His opponent in the GOP primary runoff Tuesday, Bernie Reeves, has also sought to make political hay from Randall's conspiracy theory about the explosion of the Deepwater Horizon rig, comparing him to people who believe the moon landings were faked.
Standing at a lectern outside the doors of a Wake Forest church, Randall began by reading a prepared statement.
"I would like to set the record straight on my position with respect to this disaster," Randall said, reading from the text. "First and foremost, I have not and still do not accuse any person or entity, private or government, of wrongdoing. Speculation is one thing. Accusations are entirely different."
So, a reporter asked, does he want to back away from his statement suggesting the Obama administration and BP spilled oil on purpose?
"I don't want to back away from any call for a thorough investigation into this situation," Randall replied. "I think that we have a responsibility to do that, and anything short of that is not serving the American people."
So does Randall think the federal government intentionally spilled the oil?
"Sir, I don't think you can take anything from my statement that indicates that," Randall said.
On Tuesday, Randall was asked whether he supported President Barack Obama's six-month moratorium on new deep water drilling for a safety review in wake of the disaster, which resulted in 11 deaths and the worst environmental calamity in the nation's history.

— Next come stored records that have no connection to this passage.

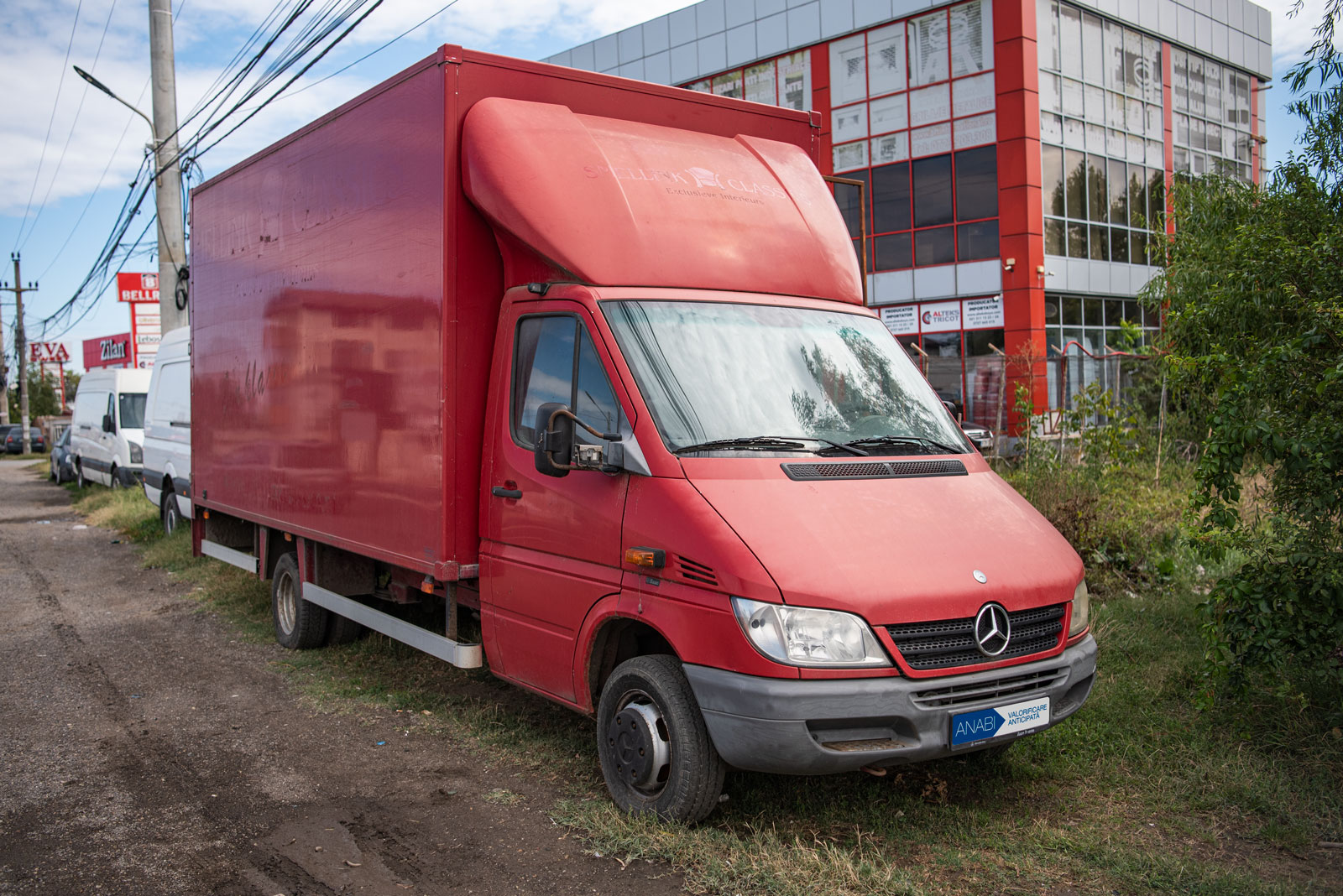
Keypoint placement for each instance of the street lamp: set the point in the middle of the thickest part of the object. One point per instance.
(107, 90)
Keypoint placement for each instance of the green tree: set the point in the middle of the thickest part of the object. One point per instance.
(44, 398)
(1253, 297)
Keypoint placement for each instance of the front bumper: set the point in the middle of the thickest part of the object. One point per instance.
(823, 726)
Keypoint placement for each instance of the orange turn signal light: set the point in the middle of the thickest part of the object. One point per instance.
(651, 557)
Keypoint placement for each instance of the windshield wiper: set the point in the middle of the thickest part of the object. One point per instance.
(928, 445)
(766, 443)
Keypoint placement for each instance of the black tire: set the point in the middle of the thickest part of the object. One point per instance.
(299, 624)
(168, 511)
(655, 748)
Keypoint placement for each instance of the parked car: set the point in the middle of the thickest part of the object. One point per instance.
(167, 472)
(982, 436)
(107, 423)
(62, 461)
(13, 439)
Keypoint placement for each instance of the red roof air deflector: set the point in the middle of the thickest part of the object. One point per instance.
(618, 203)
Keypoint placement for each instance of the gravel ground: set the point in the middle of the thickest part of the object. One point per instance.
(147, 750)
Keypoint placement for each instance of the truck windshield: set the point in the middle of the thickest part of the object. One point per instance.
(735, 373)
(132, 407)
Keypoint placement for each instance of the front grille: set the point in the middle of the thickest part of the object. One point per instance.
(994, 690)
(951, 643)
(876, 470)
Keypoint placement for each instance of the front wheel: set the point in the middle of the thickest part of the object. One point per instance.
(170, 513)
(655, 748)
(299, 624)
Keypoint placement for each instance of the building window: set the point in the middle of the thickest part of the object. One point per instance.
(1101, 129)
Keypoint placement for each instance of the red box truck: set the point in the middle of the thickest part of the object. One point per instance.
(572, 374)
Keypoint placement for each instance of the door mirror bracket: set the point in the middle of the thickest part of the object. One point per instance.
(557, 452)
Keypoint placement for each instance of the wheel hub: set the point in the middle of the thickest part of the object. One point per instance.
(637, 745)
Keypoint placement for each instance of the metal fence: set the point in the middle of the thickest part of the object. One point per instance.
(982, 389)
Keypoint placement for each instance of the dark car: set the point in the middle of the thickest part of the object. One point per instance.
(13, 439)
(62, 461)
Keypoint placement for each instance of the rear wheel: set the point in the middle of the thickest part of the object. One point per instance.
(168, 511)
(299, 624)
(656, 752)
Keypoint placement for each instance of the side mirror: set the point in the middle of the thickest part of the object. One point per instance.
(554, 440)
(557, 452)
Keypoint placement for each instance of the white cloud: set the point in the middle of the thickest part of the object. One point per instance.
(208, 33)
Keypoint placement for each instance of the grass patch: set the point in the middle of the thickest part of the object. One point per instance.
(1139, 792)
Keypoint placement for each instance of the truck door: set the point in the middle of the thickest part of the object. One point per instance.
(551, 546)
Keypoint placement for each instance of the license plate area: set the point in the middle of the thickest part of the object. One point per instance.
(998, 723)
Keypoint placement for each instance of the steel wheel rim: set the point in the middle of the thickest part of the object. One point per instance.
(649, 714)
(286, 605)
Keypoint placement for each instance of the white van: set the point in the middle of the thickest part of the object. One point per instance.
(168, 431)
(109, 419)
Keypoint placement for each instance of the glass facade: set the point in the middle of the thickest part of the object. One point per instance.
(912, 117)
(1101, 128)
(1210, 120)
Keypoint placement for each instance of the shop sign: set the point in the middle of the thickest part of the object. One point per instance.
(901, 318)
(939, 317)
(107, 352)
(138, 287)
(984, 313)
(47, 353)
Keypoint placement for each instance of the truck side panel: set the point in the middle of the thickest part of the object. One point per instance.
(319, 331)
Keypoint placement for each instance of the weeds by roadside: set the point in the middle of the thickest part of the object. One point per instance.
(1139, 792)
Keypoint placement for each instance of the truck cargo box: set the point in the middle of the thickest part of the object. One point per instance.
(346, 293)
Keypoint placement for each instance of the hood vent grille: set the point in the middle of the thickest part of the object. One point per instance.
(876, 470)
(698, 573)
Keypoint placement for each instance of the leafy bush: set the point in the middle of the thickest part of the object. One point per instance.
(1253, 298)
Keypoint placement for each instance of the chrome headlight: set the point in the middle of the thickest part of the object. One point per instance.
(1081, 609)
(802, 636)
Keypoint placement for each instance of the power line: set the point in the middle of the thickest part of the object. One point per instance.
(73, 123)
(51, 121)
(423, 22)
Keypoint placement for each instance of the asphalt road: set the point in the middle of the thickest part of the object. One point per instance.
(144, 750)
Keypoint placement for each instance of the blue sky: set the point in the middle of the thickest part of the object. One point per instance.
(71, 152)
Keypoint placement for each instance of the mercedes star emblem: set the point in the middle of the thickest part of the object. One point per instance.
(993, 629)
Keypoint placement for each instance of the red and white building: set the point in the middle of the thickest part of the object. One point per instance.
(1016, 154)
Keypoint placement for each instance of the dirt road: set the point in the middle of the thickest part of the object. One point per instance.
(144, 750)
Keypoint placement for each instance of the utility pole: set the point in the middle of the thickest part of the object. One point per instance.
(4, 381)
(172, 243)
(19, 289)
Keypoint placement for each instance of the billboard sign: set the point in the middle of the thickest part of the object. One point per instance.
(138, 287)
(47, 353)
(109, 352)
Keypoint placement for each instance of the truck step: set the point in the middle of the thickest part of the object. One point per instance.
(467, 656)
(228, 555)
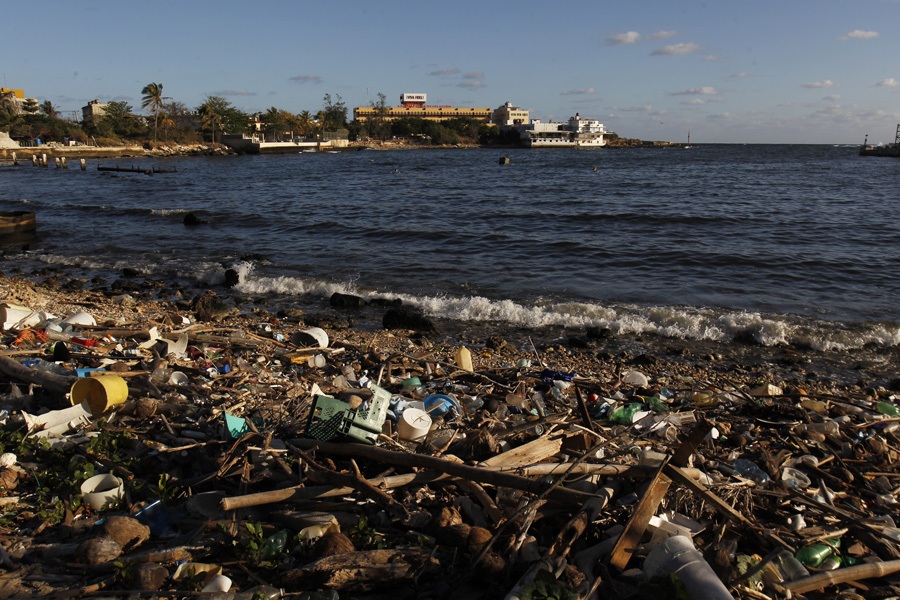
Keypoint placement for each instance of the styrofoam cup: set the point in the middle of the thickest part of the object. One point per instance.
(100, 490)
(413, 425)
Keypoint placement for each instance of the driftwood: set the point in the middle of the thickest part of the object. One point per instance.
(559, 494)
(854, 573)
(640, 518)
(57, 384)
(366, 569)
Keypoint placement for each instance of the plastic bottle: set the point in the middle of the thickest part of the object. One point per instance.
(464, 359)
(750, 470)
(677, 554)
(829, 428)
(887, 409)
(624, 415)
(815, 554)
(791, 568)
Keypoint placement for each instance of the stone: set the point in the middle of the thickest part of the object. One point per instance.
(125, 531)
(403, 317)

"Personally, and this is purely speculative on my part and not based on any fact, but personally I feel there is a possibility that there was some sort of collusion," Randall said. "I don't know how or why, but in that situation, if you have someone from a company proposing to violate the safety process and the government signing off on it, excuse me, maybe they wanted it to leak. But then it got beyond what was anticipated."
Asked Thursday whether he had misspoken or felt his earlier statement had been misconstrued, Randall said: "My statements are a matter of record. If you want to review them and derive whatever conclusion you want to derive, you are free to do that."
Randall then began reading again verbatim from his prepared remarks calling for further investigation and reiterating his opposition to cap-and-trade legislation to reduce carbon emissions.
While Randall's earlier statements garnered ridicule, some people apparently liked what they heard.
Campaign staff members said Thursday that they had seen an uptick in donations since the video hit Web.